Other panelists included Joseph L’Etoile, the director of the Close Combat Lethality Task Force; Maj. Gen. James Mingus, the commanding general of the 82nd Airborne Division; Maj. Gen. Courtney Carr, the adjutant general of Indiana; Lt. Gen. Paul Funk, the commanding general of the III Corps and Fort Hood, Texas; and Catherine Dale, a specialist in international security for the Congressional Research Service.
Richardson said improving readiness was an untiring pursuit, focused on ensuring the Army has overmatch no matter where in the world it operates and no matter which unit is doing the fighting – be it the 82nd Airborne Division or a battalion from the Indiana National Guard.
“We need to think about how we can and are making the Army ready and lethal across the breadth of the total Army force,” she said.
Those efforts over the past few years have paid dividends, Richardson said.
Carr said the National Guard was more ready and lethal than at any time in its history.
And Richardson said the Army as a whole has achieved its highest state of readiness in decades, with a 33 percent increase in the number of units that have achieved the highest readiness status possible.

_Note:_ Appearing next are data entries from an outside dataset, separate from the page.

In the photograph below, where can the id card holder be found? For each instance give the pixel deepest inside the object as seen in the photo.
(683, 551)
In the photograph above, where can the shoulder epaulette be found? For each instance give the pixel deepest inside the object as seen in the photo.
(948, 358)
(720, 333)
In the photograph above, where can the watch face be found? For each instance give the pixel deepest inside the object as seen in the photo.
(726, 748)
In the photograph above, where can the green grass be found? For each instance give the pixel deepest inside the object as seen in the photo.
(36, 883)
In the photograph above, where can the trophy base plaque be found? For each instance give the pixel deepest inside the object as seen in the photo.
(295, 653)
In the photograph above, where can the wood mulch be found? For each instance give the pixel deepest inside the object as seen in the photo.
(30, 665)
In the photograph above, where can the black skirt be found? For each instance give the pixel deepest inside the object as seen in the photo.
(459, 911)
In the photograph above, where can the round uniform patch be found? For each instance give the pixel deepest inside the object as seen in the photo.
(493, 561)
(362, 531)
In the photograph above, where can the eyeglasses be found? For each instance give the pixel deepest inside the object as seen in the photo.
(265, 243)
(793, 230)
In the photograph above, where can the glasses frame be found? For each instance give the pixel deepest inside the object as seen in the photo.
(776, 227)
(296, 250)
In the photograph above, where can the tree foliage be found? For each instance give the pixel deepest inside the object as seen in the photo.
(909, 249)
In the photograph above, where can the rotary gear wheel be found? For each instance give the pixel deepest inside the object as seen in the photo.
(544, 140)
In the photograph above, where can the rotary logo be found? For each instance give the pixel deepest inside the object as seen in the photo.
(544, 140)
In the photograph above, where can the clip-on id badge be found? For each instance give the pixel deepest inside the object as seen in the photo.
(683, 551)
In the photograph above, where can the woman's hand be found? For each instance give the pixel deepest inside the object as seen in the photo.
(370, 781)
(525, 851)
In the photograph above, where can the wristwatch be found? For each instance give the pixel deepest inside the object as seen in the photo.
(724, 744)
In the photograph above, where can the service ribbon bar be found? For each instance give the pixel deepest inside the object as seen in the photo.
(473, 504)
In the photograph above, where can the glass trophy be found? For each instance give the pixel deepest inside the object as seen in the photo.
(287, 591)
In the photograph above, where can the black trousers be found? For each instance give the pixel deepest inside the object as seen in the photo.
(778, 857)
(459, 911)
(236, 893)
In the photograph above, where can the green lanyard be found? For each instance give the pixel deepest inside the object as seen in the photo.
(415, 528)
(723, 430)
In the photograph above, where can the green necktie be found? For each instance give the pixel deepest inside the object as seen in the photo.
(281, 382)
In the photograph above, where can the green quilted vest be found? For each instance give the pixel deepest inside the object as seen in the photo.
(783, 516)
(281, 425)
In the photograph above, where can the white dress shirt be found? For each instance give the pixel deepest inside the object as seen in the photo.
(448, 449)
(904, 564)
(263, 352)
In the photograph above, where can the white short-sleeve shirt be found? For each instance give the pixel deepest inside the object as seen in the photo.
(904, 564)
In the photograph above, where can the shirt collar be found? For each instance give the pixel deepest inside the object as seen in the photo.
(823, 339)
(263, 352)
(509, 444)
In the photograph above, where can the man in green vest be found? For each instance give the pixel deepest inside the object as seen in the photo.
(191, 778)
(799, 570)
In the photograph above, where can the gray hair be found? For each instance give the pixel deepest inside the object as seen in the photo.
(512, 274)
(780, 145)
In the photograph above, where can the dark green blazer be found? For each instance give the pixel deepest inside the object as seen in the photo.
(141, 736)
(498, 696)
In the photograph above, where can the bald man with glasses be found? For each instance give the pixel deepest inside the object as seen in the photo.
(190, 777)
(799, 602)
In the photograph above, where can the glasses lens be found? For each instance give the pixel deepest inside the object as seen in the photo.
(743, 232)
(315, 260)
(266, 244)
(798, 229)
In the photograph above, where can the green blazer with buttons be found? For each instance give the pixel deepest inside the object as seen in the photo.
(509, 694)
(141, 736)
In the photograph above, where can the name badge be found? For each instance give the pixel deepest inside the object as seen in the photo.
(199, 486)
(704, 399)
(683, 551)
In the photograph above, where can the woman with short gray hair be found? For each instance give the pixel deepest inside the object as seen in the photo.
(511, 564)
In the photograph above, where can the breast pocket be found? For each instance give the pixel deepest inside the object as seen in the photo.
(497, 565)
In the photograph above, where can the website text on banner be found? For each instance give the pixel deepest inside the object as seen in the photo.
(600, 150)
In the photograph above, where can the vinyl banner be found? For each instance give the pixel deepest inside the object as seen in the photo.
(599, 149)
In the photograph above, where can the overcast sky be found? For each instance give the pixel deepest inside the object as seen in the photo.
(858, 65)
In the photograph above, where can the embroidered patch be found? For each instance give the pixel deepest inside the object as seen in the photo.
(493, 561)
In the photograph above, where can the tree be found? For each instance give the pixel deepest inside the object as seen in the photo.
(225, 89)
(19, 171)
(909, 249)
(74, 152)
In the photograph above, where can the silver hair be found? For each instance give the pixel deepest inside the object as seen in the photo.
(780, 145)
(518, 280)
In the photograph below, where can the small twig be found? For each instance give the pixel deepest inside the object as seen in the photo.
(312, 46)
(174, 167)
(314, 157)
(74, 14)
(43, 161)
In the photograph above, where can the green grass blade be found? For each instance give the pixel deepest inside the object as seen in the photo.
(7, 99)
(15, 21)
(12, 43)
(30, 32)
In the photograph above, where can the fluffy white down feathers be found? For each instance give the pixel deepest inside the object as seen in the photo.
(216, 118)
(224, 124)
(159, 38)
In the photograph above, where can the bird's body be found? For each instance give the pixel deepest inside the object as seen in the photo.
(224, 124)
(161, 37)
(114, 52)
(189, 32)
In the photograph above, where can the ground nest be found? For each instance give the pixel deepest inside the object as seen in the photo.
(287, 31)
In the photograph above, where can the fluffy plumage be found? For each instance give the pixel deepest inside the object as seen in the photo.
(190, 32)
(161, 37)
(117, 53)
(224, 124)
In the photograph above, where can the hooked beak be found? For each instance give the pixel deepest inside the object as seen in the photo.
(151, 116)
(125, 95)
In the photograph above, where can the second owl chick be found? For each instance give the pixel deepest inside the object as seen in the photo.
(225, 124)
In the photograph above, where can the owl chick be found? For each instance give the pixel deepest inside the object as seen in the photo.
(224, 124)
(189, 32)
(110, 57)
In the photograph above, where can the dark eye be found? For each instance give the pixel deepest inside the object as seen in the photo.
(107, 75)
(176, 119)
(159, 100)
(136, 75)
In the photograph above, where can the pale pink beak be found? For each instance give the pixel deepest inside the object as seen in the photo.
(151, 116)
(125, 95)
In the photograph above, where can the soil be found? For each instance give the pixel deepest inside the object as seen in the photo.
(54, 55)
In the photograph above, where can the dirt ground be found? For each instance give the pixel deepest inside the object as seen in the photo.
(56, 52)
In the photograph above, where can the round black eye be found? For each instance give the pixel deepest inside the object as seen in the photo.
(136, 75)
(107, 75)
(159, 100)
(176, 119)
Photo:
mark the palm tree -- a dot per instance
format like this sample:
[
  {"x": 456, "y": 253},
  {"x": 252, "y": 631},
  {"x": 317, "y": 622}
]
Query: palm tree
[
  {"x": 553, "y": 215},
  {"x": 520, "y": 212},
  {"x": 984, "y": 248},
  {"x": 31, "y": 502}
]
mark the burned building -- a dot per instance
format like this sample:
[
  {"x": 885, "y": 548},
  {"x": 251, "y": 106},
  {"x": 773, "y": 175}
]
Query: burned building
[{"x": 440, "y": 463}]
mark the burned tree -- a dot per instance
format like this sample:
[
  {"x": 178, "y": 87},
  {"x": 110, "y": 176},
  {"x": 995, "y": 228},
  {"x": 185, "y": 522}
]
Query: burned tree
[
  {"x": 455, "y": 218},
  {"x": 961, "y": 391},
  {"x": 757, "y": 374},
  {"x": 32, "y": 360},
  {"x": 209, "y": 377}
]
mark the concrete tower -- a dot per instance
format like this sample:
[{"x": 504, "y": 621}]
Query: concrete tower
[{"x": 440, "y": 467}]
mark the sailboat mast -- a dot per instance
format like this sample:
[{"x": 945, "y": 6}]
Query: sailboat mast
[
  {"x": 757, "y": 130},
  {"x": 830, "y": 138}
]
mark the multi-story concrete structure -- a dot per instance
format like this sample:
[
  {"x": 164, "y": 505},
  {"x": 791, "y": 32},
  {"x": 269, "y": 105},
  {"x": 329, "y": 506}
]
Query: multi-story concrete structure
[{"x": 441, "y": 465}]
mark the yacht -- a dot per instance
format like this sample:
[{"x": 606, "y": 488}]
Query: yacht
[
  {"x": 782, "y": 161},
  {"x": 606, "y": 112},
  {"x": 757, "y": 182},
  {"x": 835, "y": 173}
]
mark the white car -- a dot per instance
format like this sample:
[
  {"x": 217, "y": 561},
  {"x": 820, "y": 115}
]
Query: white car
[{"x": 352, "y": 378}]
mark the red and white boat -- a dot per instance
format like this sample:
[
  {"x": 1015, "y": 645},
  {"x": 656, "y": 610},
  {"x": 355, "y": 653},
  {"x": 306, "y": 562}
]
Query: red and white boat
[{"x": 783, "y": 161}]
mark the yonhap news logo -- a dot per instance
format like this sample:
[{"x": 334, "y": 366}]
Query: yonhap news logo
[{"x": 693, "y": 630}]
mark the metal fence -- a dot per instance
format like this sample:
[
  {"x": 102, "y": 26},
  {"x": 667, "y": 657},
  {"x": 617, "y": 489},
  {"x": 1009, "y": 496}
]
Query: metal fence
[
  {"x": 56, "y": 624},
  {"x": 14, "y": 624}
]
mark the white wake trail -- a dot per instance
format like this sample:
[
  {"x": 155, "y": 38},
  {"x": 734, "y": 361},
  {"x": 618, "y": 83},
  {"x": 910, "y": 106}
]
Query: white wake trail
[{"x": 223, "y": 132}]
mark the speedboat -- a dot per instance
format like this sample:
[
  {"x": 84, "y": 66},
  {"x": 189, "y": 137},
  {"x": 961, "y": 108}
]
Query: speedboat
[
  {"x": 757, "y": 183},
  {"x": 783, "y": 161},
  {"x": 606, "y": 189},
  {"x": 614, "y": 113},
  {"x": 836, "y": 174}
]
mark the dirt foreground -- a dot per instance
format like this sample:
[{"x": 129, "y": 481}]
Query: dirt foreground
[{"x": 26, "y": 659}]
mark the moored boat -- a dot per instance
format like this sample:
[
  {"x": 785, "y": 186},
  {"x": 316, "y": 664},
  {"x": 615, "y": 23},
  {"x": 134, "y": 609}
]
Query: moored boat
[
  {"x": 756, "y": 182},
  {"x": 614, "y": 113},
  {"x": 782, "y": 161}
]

The 82nd Airborne Division has historically been one of the Army’s most ready forces and the core of the nation’s Global Response Force, ready to deploy anywhere in the world within hours. Mingus said that expeditionary mind-set requires a wide range of support.
He said the Global Response Force was much more than an infantry brigade and included dozens of formations from across the Army, including heavy units and a postal company from Joint Base Lewis-McChord, Washington.
On Fort Bragg, Mingus said, the division has two brigades ready to jump anywhere in the world on short notice. That broad global mission is not easy to prepare for, he said, speaking of “the great unknown” that comes with such a mission.
“It takes the right people, it takes the right equipment and the right level of training,” Mingus said.
The general praised his predecessor at the helm of the division, Maj. Gen. Erik Kurilla, and said current leaders were continuing efforts to improve paratrooper readiness, maintain equipment and ready for future fights.
Mingus said the division focused on fundamentals of fitness, marksmanship, medical proficiency, sustainment and battle drills to ensure they are ready. And, he said, leaders are continuing to refine processes to improve the Global Response Force and soldier lethality as a whole.
The 82nd Airborne Division is participating in several cross-functional teams aiming to improve the force, including those focused on networks, mobility and soldier lethality.
L’Etoile, who leads the latter task force, said the organization has several areas it is looking to improve upon, including manpower policy, human performance, training, warfighter equipment and weapon systems and science and technology.
Richardson said efforts to improve readiness extend beyond the warfighters themselves, to each and every unit that supports those on the front lines. And it includes efforts to decrease the number of soldiers who are not deployable due to medical issues.
“We are building the entire team to move at the speed of war,” she said.
The cornerstone of those efforts are the nation’s Combat Training Centers. Since 2015, Richardson said, officials have improved upon the 14-day scenarios that are designed to test soldiers at the training centers. They have increased chemical weapons training, offensive and defensive cyber efforts and stressed operations in an expeditionary environment with denied communications.
“War doesn’t arrive on schedule, so we have to be ready and ready now,” Richardson said.